Opioid overdose isn’t sufficient to cut opioid prescriptions according to the latest study conducted at the Boston University School of Medicine. Narcotic painkillers such as OxyContin or Vicodin continue to be prescribed to patients who overdose in 90 percent of the cases.
The finding comes on the heels of federal and state authorities facing a growing opioid use epidemic, spreading at an alarming rate. Narcotic painkillers are most often the best pain management solution for a large number of patients. Without many alternatives, doctors do prescribe opioids such as OxyContin or Vicodin.
The problem arises when these narcotic painkillers are abused and lead to overdose. Furthermore, a lack of communication and correlation between prescribers and emergency rooms for instance, as well as prescribers and insurance companies leads to an uninformed further opioid prescription to overdose patients.
The study, led by Doctor Marc Larochelle with the Boston University School of Medicine looked at nearly 3,000 insurance claims spanning 12 years, and including patients who overdosed on narcotic painkillers. The main finding: opioid overdose isn’t sufficient to cut opioid prescriptions.
Doctor Larochelle pointed out that the study’s findings aren’t meant to incriminate prescribers. Most of the doctors are simply unaware of the patients’ emergency room records or their opioid overdose episode. With no effective communication and information system in place, patients who are prescribed narcotic painkillers are themselves reluctant to give away this information to their doctors.
Looking for more opioids to be prescribed and a continuation, they will keep opioid overdose as a secret. Under these circumstances, doctors are hand-tied in most of the cases. At the same time, a patient’s insistence that narcotic painkillers are the only pain management plan possible leaves prescribers helpless.
It is indeed alarming that 90 percent of the patients who suffer opioid overdose continue to be prescribed OxyContin, Vicodin or other narcotic painkillers. For them, the study found, the chances of suffering another opioid overdose in the following two years increase twofold.
The study also found that 70 percent of opioid overdose patients continue getting their prescriptions from the same doctor. This illustrates best how the communication system is faulty. The doctors who continue prescribing narcotic painkillers after a patient had an opioid overdose episode are simply unaware of it.
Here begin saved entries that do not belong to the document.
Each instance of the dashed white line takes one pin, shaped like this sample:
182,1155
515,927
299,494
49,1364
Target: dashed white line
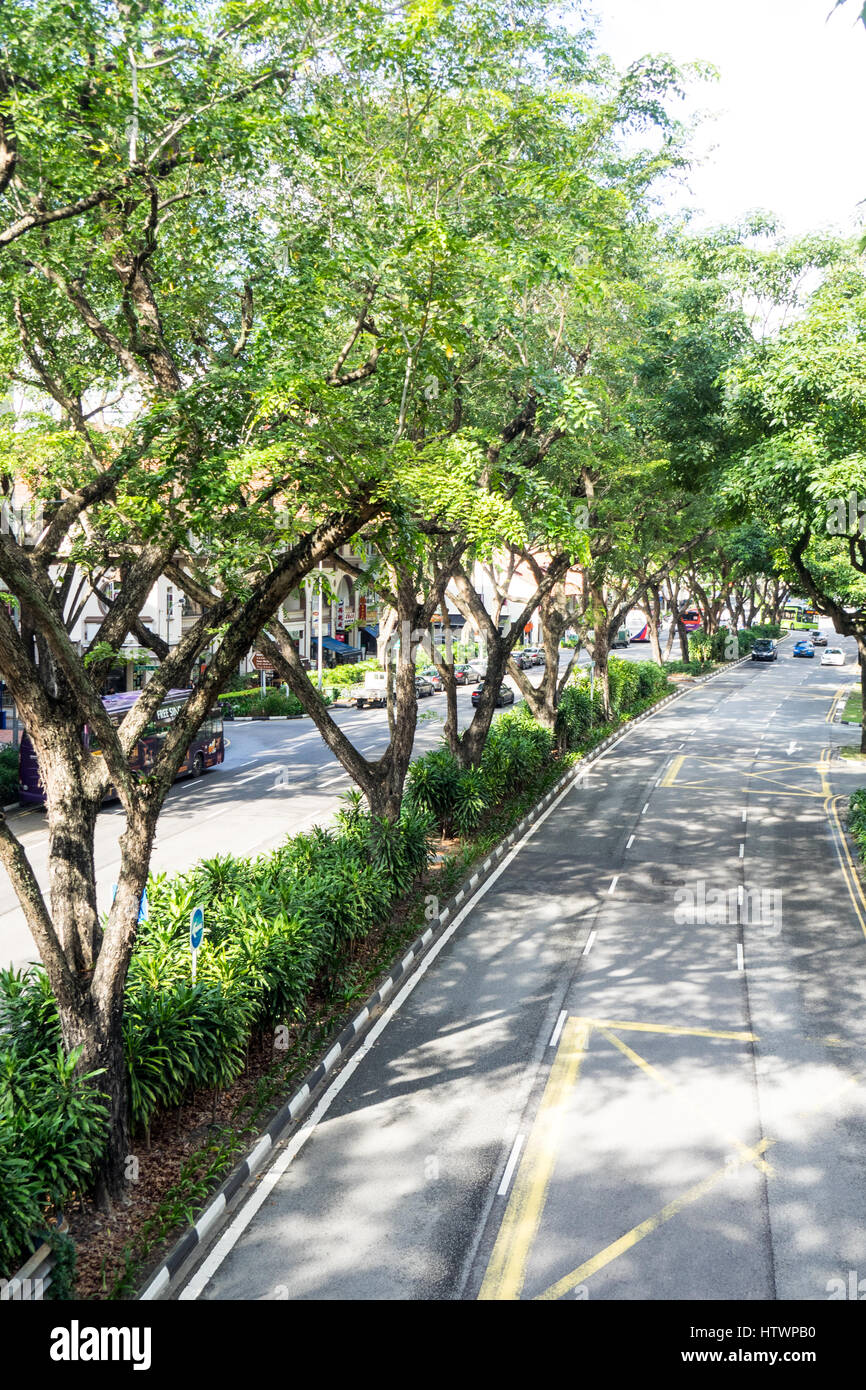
510,1166
558,1029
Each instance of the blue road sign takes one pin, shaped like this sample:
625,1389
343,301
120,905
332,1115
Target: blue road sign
196,927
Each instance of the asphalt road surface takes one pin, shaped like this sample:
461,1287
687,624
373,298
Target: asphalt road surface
278,779
633,1070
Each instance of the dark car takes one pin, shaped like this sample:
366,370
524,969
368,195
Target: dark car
765,651
505,697
430,673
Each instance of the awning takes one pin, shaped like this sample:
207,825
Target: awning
330,644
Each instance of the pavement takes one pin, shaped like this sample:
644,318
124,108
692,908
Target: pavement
634,1072
278,779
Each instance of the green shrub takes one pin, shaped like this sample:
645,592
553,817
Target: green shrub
52,1130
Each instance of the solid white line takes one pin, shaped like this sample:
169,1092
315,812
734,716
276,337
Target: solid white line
271,1176
558,1029
510,1166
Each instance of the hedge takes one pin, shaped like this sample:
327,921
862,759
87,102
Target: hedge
273,925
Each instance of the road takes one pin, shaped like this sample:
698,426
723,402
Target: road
278,777
634,1068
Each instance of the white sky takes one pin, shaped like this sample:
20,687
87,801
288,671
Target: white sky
788,109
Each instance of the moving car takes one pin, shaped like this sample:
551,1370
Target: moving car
505,697
833,656
765,649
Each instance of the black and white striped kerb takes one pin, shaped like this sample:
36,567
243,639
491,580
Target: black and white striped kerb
302,1100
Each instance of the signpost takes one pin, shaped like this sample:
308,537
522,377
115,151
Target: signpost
263,665
196,931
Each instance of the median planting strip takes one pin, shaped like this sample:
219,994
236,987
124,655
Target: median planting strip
186,1253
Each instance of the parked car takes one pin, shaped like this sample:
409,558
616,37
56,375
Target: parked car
505,697
765,649
431,674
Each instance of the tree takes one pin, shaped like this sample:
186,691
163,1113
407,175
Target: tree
799,403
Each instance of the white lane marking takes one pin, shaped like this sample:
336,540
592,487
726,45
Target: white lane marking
271,1176
510,1165
558,1029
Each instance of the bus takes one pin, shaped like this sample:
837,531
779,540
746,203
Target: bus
798,613
690,619
206,749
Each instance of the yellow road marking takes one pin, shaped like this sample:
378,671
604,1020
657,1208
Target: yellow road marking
506,1271
850,875
647,1228
669,1027
670,776
761,1164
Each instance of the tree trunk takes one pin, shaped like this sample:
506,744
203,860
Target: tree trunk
654,619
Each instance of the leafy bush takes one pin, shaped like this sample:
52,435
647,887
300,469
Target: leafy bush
52,1121
624,684
856,819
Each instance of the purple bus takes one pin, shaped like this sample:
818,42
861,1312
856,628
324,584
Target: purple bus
205,751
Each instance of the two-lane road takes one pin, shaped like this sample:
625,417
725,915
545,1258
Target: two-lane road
634,1068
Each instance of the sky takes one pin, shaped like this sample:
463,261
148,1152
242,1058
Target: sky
787,116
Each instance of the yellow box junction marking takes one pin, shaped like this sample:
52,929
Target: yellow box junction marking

According to Doctor Larochelle, emergency rooms and departments rarely forward their records to one doctor or another. In addition, insurance companies also do not inform the doctors on their patients’ opioid overdose. From this perspective, the health system needs to change. A better information and communication system needs to be put in place.
At the same time, Doctor Larochelle recommends that doctors who prescribe narcotic painkillers find a balance between the risks and the benefits these incur. The more opioids are out there, the higher the chances of addiction and opioid overdose.
One recent CDC report noted that drug overdose deaths have been registered at record high levels last years. The largest part of these deaths were prescription opioid overdose. In addition to narcotic painkillers, the second drug that took the highest toll was heroin.